Digital design challenges for mobile SoCs
SoCs targeting mobile applications face a number of digital design challenges in nanometer CMOS technologies. These challenges are related to maximizing energy efficiency, controlling process variability, limiting power-supply noise, managing temperature, and silicon aging. They are certainly not unique to mobile SoCs, but are particularly important for such applications.
Energy efficiency
Mobile SoCs need to be low-power and energy-efficient. However, the power dissipation per device is no longer scaling well [2]. This puts more pressure on the development of new design techniques to reduce the dynamic and leakage power consumption of SoCs.

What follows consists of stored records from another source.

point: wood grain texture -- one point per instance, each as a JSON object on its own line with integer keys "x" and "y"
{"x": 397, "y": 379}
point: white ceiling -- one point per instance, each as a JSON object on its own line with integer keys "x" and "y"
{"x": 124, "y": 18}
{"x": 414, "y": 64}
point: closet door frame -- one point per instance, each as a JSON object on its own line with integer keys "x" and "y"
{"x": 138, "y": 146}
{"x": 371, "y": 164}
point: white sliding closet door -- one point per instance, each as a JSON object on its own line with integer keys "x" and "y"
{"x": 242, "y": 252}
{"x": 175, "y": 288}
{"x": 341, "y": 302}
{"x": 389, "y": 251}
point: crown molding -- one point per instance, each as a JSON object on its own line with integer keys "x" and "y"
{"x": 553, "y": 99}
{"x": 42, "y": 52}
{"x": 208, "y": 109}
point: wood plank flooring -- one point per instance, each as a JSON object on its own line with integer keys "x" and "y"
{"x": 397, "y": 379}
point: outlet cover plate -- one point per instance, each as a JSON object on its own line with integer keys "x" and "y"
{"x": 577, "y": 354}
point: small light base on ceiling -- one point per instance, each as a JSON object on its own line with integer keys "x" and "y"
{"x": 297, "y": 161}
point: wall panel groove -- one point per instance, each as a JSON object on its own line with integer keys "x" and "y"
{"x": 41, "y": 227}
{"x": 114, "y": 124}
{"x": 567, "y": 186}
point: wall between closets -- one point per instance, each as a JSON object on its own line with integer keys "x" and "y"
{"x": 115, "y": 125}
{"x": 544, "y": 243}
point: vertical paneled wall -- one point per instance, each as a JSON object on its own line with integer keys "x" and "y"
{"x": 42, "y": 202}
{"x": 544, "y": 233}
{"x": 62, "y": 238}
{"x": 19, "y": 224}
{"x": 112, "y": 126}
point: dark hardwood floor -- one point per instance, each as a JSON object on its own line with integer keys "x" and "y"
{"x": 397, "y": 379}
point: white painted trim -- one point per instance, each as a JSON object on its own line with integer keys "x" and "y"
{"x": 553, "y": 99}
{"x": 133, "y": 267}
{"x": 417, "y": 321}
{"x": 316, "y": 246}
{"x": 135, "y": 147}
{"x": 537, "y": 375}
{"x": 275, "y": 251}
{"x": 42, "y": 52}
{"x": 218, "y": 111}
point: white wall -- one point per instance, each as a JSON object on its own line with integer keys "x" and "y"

It is useful to remind ourselves that the dynamic power Pdyn for a net switching α times per clock cycle is given by:
Pdyn=α CV2f,
where C is the switched capacitance, V is the supply voltage, and f is the clock frequency. Some of the most common ways to reduce the dynamic power include using clock gating to lower the switching activity of sequential elements, wire length or gate sizing optimizations to reduce the switched capacitance, supply voltage scaling, and frequency scaling. Reducing the voltage has a quadratic effect on the dynamic power and is especially effective. This has led to the proliferation of the number of voltage and frequency domains for the various components (cores) used in an SoC. Scaling the voltage requires a regulator that can be programmed to produce multiple voltage levels. Buck regulators and low dropout regulators are typically used for this. Frequency scaling is usually done using a programmable clock generator such as a phase-locked loop (PLL) or frequency-locked loop (FLL), or a frequency divider.
Energy efficiency also requires the adoption of leakage control techniques.